26. Januar 2022 1 Likes

TV-Tipp: „Das Seil“ ohne Ende

Die Verfilmung von Stefan aus dem Siepens Roman als dreiteiliger Thriller

Lesezeit: 3 min.

Es ist ein Tag wie jeder andere als Dr. Bernhardt Mueller einen Spaziergang um die Sternwarte im norwegischen Hellig macht. Die Tage des Forschungsstandorts scheinen gezählt, denn das Radioteleskop ist eigentlich zu alt, um im wissenschaftlichen Wettstreit herauszustechen. Mueller und sein Team sind die Letzten auf der Station. Noch einmal möchten sie Großes bewirken: In 14 Tagen sollen Daten aus den Tiefen des Alls gewonnen werden. Doch dann liegt plötzlich das scheinbar endlose Seil vor Bernhardts Füßen… Wer hat es da hingelegt und wohin führt es? Nachdem sich zwei Bewohner beim Erkunden des Seils verletzt haben, macht sich eine kleine Gruppe Männer und Frauen auf, das Geheimnis zu lüften – und setzt dabei ihre jahrelange Forschung aufs Spiel.

Es ist schon etwas länger her, da rauschte Stefan aus dem Siepens „Das Seil“ durch die deutschen Feuilletons. Die Besprechungen des 176 Seiten Werks fielen mal mehr, mal weniger euphorisch aus. Einig war man sich vor allem über eines: Der Roman ist eine Parabel über die Macht der Obsession. Im Original von 2012 sind es jedoch keine Wissenschaftlerinnen und Wissenschaftler, die dem Seil folgen, sondern Bauern aus einem kleinen Dorf, dessen Bewohner sich auf die anstehende Ernte vorbereiten.

Regisseur Dominique Rocher und Drehbuchautor Eric Forestier haben die Erzählung behutsam modernisiert. Aus dem kleinen, altertümlichen Dorf ist eine fast verlassene Forschungsstation geworden, aus den Bauern die Bewohner der Station und aus der Feldernte die Ernte von Daten. Keine schlechte Entscheidung: Denn wer ist besser geeignet ein Mysterium zu untersuchen, als jene, die wissen möchten, was die Welt weit draußen im Innersten zusammenhält?
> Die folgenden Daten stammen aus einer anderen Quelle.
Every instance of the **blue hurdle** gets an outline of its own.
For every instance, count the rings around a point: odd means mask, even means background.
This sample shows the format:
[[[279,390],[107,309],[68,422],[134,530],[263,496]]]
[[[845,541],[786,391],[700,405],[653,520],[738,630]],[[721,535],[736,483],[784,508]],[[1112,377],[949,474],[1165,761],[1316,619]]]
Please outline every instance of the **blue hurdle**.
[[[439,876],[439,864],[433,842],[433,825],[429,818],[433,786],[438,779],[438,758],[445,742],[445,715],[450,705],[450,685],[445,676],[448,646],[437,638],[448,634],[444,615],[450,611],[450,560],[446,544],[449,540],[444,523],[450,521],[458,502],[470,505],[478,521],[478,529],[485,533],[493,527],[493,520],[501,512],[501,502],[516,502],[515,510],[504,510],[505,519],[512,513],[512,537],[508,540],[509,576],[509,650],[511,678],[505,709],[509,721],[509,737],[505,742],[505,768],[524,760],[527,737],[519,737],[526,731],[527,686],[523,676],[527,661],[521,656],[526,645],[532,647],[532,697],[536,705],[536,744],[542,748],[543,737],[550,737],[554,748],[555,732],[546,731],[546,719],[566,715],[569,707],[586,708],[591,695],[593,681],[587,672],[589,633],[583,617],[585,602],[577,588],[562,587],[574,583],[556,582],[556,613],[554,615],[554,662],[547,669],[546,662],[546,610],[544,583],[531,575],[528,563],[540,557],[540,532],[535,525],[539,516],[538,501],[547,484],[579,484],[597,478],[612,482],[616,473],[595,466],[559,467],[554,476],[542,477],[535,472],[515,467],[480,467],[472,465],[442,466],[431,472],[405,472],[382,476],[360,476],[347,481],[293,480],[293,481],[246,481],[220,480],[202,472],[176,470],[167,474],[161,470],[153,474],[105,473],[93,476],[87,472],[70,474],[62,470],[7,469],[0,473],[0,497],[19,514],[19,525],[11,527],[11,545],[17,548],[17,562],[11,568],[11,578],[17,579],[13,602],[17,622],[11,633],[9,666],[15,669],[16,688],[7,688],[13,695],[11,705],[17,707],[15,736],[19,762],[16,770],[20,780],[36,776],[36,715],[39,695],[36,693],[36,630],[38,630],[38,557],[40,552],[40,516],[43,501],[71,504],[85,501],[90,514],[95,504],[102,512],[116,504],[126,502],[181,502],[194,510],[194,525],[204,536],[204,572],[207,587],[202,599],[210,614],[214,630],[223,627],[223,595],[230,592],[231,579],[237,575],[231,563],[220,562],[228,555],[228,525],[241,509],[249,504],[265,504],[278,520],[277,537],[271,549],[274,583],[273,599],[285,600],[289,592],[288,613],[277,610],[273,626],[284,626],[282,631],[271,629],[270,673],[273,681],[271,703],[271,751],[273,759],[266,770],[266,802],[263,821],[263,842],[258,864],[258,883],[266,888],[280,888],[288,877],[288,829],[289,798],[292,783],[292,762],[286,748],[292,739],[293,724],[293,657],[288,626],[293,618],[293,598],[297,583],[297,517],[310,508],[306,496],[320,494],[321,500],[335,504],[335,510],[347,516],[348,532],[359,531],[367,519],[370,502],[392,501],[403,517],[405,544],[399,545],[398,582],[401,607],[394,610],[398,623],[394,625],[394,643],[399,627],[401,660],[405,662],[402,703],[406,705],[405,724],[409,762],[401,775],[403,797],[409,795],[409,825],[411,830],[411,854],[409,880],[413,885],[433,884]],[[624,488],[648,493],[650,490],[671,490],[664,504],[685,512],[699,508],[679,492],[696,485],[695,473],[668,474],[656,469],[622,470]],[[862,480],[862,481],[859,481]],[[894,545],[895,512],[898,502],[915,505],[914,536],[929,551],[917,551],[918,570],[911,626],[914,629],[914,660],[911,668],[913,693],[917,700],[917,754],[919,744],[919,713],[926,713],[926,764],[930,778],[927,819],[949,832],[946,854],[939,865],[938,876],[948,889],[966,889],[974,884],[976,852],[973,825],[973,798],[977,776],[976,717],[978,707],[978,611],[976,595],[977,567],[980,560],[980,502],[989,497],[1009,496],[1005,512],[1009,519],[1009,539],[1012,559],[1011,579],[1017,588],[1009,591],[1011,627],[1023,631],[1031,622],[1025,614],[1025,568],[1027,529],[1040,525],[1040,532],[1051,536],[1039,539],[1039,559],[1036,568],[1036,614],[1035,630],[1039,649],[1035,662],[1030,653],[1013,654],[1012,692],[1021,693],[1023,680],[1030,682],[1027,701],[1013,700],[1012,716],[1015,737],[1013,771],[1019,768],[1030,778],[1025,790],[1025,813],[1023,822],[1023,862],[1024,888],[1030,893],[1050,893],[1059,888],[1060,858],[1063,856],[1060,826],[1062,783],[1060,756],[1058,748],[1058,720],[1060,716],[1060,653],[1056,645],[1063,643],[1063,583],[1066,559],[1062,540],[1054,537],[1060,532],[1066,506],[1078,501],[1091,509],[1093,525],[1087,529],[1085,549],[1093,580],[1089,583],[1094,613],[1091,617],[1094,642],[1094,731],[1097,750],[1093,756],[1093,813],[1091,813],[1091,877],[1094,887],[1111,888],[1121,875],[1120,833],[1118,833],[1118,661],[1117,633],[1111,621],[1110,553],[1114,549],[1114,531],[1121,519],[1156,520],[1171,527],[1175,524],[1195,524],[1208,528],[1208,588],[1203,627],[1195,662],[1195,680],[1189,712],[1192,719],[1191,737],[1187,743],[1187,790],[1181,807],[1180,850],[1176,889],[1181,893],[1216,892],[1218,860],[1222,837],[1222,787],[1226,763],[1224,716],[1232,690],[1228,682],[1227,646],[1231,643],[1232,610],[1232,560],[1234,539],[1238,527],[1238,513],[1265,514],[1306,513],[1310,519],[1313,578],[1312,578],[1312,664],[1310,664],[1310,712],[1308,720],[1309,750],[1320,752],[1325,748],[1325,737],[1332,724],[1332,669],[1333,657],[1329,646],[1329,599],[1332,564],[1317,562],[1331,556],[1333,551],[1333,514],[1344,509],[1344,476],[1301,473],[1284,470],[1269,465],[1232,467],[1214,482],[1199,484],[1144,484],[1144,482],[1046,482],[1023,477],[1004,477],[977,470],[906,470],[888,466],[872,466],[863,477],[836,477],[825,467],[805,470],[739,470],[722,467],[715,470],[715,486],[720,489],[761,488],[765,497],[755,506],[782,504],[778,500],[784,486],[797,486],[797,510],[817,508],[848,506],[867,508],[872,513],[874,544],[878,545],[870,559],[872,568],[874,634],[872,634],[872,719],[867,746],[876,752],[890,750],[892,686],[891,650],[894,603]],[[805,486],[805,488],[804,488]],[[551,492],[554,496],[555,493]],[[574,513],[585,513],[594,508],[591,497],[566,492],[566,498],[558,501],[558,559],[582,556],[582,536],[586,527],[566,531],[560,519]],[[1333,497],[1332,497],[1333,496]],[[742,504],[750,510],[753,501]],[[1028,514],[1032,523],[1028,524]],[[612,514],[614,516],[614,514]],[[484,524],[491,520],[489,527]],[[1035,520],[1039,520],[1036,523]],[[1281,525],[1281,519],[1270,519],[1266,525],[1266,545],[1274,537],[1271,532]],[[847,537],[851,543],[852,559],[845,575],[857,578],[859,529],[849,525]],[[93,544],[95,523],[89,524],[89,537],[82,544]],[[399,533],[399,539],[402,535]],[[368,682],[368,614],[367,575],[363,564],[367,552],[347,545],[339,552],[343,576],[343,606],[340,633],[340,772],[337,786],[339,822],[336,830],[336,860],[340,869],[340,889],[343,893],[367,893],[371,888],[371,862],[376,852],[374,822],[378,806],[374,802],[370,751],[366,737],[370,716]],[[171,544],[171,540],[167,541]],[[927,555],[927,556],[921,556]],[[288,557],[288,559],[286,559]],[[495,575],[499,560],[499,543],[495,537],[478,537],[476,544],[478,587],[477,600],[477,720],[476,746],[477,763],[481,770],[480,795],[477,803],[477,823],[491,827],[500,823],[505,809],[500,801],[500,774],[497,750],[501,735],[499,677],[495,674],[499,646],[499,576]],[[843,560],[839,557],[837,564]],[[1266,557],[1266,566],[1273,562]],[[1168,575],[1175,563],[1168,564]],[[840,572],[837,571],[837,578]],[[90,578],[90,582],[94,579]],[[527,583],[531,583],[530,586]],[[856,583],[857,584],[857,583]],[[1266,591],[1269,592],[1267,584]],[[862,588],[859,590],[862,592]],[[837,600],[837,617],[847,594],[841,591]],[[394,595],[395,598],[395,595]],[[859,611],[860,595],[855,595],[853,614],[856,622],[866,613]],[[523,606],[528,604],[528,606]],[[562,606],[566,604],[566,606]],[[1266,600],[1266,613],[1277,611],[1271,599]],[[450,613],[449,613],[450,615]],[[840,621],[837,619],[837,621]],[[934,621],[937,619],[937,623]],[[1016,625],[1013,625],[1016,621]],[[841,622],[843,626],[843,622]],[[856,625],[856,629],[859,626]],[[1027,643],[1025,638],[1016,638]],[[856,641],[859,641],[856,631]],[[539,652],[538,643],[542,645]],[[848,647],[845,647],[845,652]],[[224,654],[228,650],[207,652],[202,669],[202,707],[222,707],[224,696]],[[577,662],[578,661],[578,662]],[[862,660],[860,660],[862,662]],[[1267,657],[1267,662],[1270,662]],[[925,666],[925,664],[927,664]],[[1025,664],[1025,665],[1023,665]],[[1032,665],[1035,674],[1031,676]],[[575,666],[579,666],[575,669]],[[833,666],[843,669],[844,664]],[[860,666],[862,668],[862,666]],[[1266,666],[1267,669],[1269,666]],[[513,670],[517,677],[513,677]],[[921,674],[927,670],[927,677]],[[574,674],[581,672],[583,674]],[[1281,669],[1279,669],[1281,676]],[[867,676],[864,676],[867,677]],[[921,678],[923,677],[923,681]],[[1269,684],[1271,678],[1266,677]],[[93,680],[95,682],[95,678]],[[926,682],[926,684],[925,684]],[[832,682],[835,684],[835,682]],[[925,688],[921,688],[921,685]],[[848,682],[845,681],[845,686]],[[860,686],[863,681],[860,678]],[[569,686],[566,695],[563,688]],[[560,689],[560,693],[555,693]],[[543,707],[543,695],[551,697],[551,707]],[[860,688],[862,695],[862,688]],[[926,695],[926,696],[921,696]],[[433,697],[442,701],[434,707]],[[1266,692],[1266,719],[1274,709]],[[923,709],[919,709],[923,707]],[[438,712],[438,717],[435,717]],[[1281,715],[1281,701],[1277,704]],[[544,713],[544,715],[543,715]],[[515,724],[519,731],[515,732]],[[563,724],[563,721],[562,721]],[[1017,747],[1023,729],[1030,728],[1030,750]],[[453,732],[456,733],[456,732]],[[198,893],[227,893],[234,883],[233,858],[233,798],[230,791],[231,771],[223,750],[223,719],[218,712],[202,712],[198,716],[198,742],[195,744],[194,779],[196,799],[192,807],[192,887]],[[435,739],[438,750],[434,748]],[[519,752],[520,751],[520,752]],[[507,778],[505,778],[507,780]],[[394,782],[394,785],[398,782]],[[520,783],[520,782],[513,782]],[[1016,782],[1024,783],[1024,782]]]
Die Kulisse bleibt ähnlich märchenhaft, bedrohlich und fantastisch wie im Roman. Rund um die Sternwarte herrscht schönste norwegische Einöde: Wald, Wald und noch mehr Wald. Ein Ort, an dem die Grenzen zwischen Wahn und Wirklichkeit schnell verschwimmen. Getrieben von den eigenen Dämonen und dem vermeintlich nicht mehr fernen Seilende, dezimiert sich die Gruppe nach und nach. Und die Zurückgelassenen? Die setzen alle Hebel in Bewegung, um die Vermissten zu finden und das gemeinsame Forschungsprojekt zu retten.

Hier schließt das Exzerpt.